As noted separately (Cognitive mystery of holes, lacunae and incompleteness, 2014), of particular relevance is the remarkable exploration by Roberto Casati and Achille C. Varzi (Holes and Other Superficialities, 1994) -- with respect to the borderlines of metaphysics, everyday geometry, and the theory of perception (reviewed by Steven A. Gross, What's in a Hole? The Harvard Review of Philosophy, 1994). They seek to answer two basic questions: Do holes really exist? And if so, what are they? As they indicate in an extensive entry on holes in the Stanford Encyclopedia of Philosophy:
Hole representations -- no matter whether veridical -- appear to be commonplace in human cognition. Not only do people have the impression of seeing holes; they also form a corresponding concept, which is normally lexicalised as a noun in ordinary languages...Moreover, data from developmental psychology and the psychology of perception confirm that infants and adults are able to perceive, count, and track holes just as easily as they perceive, count, and track paradigm material objects such as cookies and tins... These facts do not prove that holes and material objects are on equal psychological footing, let alone on equal metaphysical footing. But they indicate that the concept of a hole is of significant salience in the common-sense picture of the world, specifically of the spatiotemporal world.
Conundrums noted by the authors include:
The focus of that argument is on holes as they may be perceived in tangible objects. The argument is not extended to the implications for intangible holes -- for which tangible holes are used so frequently as a metaphor. However tangible they may be considered to be, hole is the metaphor of choice for atomic physic and astrophysics. Of particular interest is how "hole" may relate to the argument of Terrence Deacon (Incomplete Nature: how mind emerged from matter, 2012), or the incompleteness theorems of Kurt Gödel, notably as discussed by Douglas Hofstadter (Gödel, Escher, Bach: an eternal Golden Braid, 1979), as well as his ontological proof of the existence of God. As presented by Deacon:
The problem is this: Such concepts as information, function, purpose, meaning, intention, significance, consciousness, and value are intrinsically defined by their fundamental incompleteness. They exist only in relation to something they are not.... The "something" that each of these is not is precisely what matters most. But notice the paradox in this English turn of phrase. To "matter" is to be substantial, to resist modification, to be beyond creation or destruction -- and yet what maters about an idea or purpose is dependent on something that is not substantial in any obvious sense. So what is shared in common between all these phenomena?
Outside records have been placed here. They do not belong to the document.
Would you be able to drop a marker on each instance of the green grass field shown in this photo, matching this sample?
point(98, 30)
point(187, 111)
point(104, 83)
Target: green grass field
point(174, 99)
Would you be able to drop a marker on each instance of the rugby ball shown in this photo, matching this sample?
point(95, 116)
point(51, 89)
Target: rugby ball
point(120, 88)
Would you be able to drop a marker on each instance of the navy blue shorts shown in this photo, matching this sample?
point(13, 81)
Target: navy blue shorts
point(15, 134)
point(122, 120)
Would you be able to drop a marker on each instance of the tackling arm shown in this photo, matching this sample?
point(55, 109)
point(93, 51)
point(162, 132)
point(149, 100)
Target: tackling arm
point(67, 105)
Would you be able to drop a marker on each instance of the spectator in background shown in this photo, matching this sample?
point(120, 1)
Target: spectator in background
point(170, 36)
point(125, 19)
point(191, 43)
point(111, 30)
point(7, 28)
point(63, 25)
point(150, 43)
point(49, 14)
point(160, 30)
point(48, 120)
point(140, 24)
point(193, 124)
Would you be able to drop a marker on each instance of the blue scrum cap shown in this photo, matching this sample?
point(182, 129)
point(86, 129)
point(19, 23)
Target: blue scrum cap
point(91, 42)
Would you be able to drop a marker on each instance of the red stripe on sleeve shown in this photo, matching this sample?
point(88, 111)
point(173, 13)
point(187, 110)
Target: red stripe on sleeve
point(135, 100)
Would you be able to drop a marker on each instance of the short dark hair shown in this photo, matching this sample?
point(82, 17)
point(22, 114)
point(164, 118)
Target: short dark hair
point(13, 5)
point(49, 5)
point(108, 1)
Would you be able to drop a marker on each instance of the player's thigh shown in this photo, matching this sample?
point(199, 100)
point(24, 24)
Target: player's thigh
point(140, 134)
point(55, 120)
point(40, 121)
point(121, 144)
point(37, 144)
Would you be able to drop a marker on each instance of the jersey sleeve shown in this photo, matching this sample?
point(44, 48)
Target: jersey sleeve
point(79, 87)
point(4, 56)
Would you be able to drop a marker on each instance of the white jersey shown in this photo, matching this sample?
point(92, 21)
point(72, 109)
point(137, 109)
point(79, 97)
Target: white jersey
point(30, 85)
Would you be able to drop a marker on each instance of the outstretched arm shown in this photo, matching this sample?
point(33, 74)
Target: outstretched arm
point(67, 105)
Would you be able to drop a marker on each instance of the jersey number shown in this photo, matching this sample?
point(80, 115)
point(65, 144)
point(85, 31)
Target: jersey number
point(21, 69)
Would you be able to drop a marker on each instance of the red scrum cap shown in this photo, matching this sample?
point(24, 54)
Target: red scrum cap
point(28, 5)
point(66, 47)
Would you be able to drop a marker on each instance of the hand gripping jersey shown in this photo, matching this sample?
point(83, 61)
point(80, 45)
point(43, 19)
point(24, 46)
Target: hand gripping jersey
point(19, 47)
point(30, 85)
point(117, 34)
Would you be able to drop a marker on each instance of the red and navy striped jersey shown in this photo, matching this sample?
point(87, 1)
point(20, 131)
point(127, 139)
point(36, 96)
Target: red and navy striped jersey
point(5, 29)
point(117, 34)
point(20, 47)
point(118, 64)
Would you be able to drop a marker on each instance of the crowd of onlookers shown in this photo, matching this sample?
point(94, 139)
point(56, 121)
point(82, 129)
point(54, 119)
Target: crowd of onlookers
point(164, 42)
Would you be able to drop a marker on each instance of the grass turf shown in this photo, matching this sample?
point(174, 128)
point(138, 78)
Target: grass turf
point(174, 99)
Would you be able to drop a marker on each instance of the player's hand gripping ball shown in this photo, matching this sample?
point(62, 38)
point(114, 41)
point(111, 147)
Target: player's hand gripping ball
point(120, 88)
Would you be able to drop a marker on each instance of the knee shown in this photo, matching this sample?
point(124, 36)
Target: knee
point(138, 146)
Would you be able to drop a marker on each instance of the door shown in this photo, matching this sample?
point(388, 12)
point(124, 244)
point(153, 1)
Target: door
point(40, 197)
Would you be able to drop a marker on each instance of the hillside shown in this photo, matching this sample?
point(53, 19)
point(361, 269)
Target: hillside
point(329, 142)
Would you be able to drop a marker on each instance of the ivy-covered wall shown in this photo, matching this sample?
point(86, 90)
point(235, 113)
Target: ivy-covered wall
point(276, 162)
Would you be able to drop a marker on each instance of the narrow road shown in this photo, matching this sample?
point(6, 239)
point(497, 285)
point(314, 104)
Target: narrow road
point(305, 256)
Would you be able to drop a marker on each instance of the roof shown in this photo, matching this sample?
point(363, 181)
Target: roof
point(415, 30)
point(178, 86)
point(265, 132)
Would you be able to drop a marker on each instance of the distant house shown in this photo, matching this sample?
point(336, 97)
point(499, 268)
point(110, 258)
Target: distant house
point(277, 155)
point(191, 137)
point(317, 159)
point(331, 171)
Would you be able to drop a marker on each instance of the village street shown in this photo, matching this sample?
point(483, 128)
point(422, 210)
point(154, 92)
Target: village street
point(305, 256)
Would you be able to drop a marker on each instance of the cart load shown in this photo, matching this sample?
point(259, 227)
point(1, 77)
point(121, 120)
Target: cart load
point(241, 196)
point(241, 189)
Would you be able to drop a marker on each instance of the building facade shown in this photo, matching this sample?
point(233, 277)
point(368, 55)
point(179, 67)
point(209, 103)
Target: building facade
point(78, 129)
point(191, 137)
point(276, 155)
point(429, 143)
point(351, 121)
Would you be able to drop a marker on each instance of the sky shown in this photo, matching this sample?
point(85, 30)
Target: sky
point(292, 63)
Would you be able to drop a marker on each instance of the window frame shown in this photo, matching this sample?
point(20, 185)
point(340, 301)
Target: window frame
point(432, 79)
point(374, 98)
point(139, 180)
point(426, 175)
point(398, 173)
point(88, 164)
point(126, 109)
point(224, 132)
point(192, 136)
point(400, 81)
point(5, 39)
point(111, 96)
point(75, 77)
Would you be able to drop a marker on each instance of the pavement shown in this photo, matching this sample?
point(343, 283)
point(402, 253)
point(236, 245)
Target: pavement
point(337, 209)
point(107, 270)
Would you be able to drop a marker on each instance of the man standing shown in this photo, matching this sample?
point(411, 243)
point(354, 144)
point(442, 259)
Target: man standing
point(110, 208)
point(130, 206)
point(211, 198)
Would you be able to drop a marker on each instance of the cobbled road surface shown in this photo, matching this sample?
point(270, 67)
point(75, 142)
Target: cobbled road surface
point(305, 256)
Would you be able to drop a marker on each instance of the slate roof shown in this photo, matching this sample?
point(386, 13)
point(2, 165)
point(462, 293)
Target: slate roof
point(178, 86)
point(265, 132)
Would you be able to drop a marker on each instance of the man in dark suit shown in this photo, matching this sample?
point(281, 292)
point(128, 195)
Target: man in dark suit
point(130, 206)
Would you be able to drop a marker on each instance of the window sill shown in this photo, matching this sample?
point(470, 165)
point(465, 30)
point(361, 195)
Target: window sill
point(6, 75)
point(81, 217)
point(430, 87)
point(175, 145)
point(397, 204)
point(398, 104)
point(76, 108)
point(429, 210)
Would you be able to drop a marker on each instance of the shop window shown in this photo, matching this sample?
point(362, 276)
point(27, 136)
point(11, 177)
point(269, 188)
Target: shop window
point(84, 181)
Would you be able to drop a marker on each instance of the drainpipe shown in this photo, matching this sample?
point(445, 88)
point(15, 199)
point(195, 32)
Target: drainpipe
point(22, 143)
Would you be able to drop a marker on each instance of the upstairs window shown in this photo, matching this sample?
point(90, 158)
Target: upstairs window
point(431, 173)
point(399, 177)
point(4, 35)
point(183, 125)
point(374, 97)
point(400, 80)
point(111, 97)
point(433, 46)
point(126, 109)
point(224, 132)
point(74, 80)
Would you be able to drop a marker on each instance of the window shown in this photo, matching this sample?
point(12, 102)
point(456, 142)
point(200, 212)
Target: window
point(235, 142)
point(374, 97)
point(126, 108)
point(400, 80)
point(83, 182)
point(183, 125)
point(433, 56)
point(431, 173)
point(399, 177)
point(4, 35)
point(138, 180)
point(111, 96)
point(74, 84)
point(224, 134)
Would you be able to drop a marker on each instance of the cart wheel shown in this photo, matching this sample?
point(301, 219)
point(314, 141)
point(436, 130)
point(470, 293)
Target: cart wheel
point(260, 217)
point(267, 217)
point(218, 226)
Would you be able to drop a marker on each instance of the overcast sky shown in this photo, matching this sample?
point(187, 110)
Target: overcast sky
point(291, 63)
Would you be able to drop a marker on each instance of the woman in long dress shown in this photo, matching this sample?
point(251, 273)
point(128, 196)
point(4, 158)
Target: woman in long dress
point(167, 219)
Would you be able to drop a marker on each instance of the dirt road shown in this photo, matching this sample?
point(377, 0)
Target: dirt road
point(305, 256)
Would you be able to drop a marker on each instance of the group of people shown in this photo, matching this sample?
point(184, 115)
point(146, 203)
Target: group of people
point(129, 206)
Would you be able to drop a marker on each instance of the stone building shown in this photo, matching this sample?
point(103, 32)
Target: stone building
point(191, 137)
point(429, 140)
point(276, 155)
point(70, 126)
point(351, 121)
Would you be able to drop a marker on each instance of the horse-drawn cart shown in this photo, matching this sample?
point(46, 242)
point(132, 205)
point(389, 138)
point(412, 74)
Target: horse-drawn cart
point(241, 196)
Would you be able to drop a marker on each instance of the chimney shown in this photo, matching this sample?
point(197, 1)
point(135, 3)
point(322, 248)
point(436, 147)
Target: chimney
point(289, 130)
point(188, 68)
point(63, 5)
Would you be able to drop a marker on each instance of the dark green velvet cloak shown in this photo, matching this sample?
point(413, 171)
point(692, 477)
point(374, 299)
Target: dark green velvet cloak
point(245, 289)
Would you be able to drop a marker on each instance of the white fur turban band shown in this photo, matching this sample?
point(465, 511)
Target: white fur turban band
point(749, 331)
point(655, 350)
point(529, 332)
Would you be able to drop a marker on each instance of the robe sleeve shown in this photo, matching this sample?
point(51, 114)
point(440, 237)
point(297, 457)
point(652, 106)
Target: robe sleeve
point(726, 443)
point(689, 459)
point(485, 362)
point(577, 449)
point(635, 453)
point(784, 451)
In a word, nothing -- or rather, something not present. (p. 23, emphasis in original)
Of relevance to the argument here, the points made above were presented in a more general discussion with regard to the "theology" and belief with which any "axiomatique" is associated (Is the World View of a Holy Father Necessarily Full of Holes? Mysterious theological black holes engendering global crises, 2014). The phrase "full of holes" can of course be applied to the articulation by science of both problematique and resolutique (Scientific Gerrymandering of Boundaries of Overpopulation Debate, 2012; Lipoproblems: Developing a Strategy Omitting a Key Problem: the systemic challenge of climate change and resource issues, 2009).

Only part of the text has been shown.